Your undesired endings = your desirable beginnings.
Your grapes of wrath = your raisons d’etre.
Your painful feelings = your proud proof that you are dealing with your feelings—head on!
You always have a choice of emotional response to life.
Happiness is not about what happens to you, but how you choose to respond to what happens. That’s why it’s called happiness not happenness—though it could be called hope-ness. You must always leave room for hope that all has happened for good cause.
Or to quote the philosopher Arthur Schopenhauer: “Life may be compared to a piece of embroidery of which, during the first half of our time, we get a sight of the right side, and during the second half, of the wrong. The wrong side is not as pretty…but it is more instructive; it shows the way in which the threads have been worked together [to make the pattern].
You feel this Artsy guy’s got it pretty right. What he says reminds you of a tip your gardener friend told you…”Some plants are only meant to last for a certain season or a certain time, (said your gardener friend). If you try to make them live longer, you will be a bad gardener.”
You were struck by how the same goes for people and jobs, how sometimes it seems people and jobs—and/or problems in general—are brought into your life for certain reasons, to stay around for a certain time, to teach you certain things. Of this you are certain.

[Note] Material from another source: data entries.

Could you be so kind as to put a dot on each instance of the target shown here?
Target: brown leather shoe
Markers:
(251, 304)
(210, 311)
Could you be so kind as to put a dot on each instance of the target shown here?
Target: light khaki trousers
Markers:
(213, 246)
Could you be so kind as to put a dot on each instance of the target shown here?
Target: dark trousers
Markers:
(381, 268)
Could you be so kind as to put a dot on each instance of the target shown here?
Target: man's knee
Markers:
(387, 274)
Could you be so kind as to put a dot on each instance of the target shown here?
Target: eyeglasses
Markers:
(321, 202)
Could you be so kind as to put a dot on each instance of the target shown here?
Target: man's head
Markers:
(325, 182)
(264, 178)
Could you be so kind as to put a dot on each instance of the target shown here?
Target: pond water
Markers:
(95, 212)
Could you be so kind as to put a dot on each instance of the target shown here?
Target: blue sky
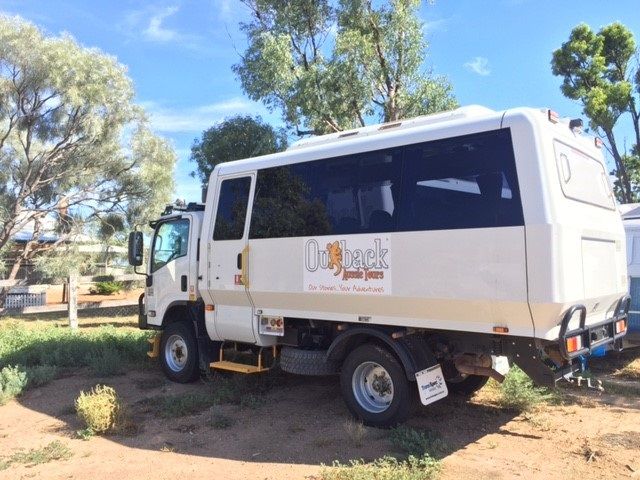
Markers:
(179, 54)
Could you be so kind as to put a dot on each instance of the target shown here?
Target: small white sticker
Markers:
(431, 384)
(500, 364)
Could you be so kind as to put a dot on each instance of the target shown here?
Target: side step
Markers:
(226, 365)
(155, 346)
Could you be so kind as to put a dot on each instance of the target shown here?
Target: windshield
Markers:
(170, 242)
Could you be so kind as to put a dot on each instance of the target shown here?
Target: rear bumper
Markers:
(595, 335)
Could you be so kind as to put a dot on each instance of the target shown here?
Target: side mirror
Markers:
(136, 246)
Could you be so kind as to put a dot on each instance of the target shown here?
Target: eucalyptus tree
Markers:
(329, 67)
(74, 147)
(600, 70)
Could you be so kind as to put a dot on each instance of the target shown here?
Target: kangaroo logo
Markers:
(335, 256)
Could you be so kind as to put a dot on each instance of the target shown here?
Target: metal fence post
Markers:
(72, 306)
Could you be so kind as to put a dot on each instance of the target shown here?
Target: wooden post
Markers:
(72, 306)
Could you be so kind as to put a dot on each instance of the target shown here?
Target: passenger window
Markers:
(171, 241)
(232, 209)
(463, 182)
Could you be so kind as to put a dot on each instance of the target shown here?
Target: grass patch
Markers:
(100, 409)
(385, 468)
(630, 371)
(55, 450)
(107, 362)
(40, 375)
(518, 392)
(13, 380)
(38, 343)
(220, 422)
(418, 443)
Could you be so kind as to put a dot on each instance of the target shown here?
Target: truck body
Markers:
(441, 240)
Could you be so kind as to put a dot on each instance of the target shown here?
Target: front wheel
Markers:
(375, 387)
(179, 353)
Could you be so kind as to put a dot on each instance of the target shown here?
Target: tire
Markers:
(179, 353)
(467, 385)
(306, 362)
(360, 382)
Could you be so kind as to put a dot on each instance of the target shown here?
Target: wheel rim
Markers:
(372, 387)
(176, 353)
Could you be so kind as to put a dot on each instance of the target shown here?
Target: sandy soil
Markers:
(301, 424)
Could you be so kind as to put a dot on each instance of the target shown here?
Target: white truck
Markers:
(400, 256)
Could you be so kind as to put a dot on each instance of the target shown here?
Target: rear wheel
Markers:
(179, 353)
(375, 387)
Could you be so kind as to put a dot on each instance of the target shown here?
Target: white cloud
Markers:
(197, 118)
(434, 26)
(150, 24)
(479, 65)
(156, 32)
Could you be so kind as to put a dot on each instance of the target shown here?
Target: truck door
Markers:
(170, 265)
(229, 259)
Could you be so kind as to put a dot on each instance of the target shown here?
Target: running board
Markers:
(237, 367)
(228, 366)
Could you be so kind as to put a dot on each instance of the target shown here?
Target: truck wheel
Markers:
(375, 387)
(306, 362)
(179, 353)
(466, 385)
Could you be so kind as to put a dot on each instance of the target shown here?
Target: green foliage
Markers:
(22, 344)
(107, 288)
(40, 375)
(234, 139)
(417, 442)
(328, 68)
(89, 153)
(518, 392)
(600, 70)
(55, 450)
(100, 409)
(385, 468)
(106, 362)
(13, 380)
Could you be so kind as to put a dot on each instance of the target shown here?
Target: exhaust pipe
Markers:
(477, 365)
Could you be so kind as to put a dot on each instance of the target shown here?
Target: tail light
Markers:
(574, 343)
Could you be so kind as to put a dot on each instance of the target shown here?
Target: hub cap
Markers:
(176, 353)
(372, 387)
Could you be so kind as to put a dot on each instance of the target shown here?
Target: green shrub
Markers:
(106, 362)
(518, 392)
(107, 288)
(61, 347)
(40, 375)
(55, 450)
(385, 468)
(417, 442)
(100, 409)
(13, 381)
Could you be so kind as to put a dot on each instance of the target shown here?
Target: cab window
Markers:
(170, 242)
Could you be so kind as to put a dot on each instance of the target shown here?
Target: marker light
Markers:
(621, 326)
(574, 343)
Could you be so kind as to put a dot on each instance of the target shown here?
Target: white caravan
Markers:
(402, 256)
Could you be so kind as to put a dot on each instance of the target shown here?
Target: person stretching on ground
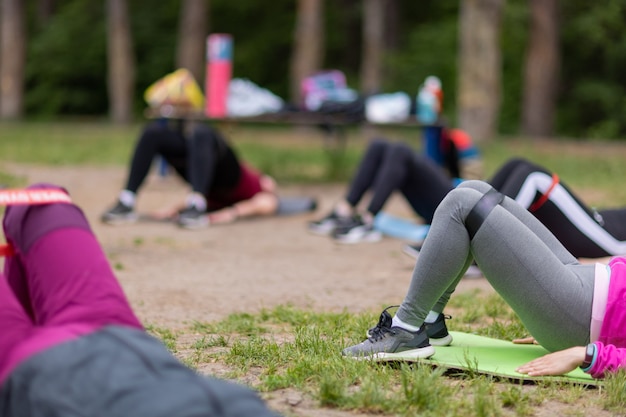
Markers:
(585, 232)
(221, 185)
(389, 166)
(575, 311)
(71, 345)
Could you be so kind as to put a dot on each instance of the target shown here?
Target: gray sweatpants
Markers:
(544, 284)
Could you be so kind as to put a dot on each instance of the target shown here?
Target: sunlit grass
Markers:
(286, 347)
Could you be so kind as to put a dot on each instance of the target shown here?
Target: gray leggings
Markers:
(544, 284)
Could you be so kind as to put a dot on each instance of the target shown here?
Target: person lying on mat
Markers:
(584, 231)
(389, 166)
(221, 185)
(573, 310)
(71, 344)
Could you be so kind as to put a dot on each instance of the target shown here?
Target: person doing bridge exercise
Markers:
(575, 311)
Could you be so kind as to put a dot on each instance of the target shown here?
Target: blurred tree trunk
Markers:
(480, 71)
(121, 64)
(12, 58)
(192, 34)
(306, 58)
(373, 45)
(45, 10)
(541, 72)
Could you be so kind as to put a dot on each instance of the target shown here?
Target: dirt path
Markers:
(175, 276)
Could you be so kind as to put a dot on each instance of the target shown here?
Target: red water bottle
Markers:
(218, 73)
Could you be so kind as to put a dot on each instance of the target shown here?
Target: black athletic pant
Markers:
(584, 232)
(204, 159)
(389, 166)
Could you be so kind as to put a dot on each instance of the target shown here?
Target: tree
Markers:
(479, 90)
(541, 70)
(307, 44)
(12, 58)
(373, 45)
(121, 64)
(192, 33)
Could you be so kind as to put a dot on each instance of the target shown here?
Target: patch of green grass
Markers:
(286, 347)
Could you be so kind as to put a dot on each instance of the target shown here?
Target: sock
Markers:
(343, 209)
(127, 198)
(396, 322)
(368, 218)
(432, 317)
(197, 200)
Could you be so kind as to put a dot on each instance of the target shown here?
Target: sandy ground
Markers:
(174, 276)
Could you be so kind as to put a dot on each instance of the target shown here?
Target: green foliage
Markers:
(66, 65)
(593, 80)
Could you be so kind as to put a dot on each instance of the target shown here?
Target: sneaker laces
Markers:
(383, 326)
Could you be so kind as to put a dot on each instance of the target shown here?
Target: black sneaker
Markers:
(192, 218)
(357, 231)
(328, 224)
(119, 214)
(437, 332)
(392, 344)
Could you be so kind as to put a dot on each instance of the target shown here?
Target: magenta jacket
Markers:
(611, 345)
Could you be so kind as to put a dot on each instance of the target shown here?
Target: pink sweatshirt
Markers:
(611, 345)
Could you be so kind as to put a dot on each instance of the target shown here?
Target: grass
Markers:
(289, 348)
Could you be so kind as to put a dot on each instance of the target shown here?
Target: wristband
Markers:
(589, 355)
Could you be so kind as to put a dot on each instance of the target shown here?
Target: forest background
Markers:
(539, 68)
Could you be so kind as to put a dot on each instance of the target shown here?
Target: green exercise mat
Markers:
(473, 353)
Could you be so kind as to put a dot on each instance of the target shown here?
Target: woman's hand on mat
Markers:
(555, 363)
(526, 341)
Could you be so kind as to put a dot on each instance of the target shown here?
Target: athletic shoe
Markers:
(119, 214)
(437, 332)
(356, 232)
(328, 224)
(414, 250)
(192, 218)
(392, 344)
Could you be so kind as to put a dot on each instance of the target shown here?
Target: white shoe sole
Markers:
(444, 341)
(407, 356)
(320, 231)
(369, 238)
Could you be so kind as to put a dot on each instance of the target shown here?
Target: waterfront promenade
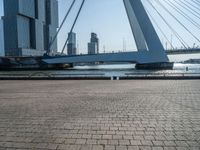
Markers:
(100, 115)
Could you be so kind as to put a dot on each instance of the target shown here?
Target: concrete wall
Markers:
(2, 51)
(10, 33)
(41, 13)
(23, 32)
(29, 24)
(27, 8)
(10, 7)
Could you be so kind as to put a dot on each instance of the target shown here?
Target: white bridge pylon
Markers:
(150, 49)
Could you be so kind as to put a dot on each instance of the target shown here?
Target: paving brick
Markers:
(88, 115)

“Faith is a state of openness or trust. To have faith is to trust yourself to the water. When you swim you don’t grab hold of the water, because if you do you will sink and drown. Instead you relax, and float. And the attitude of faith is the very opposite of clinging to belief, of holding on. In other words, a person who is fanatic in matters of religion, and clings to certain ideas about the nature of God and the universe, becomes a person who has no faith at all. Instead they are holding tight. But the attitude of faith is to let go, and become open to truth, whatever it might turn out to be.”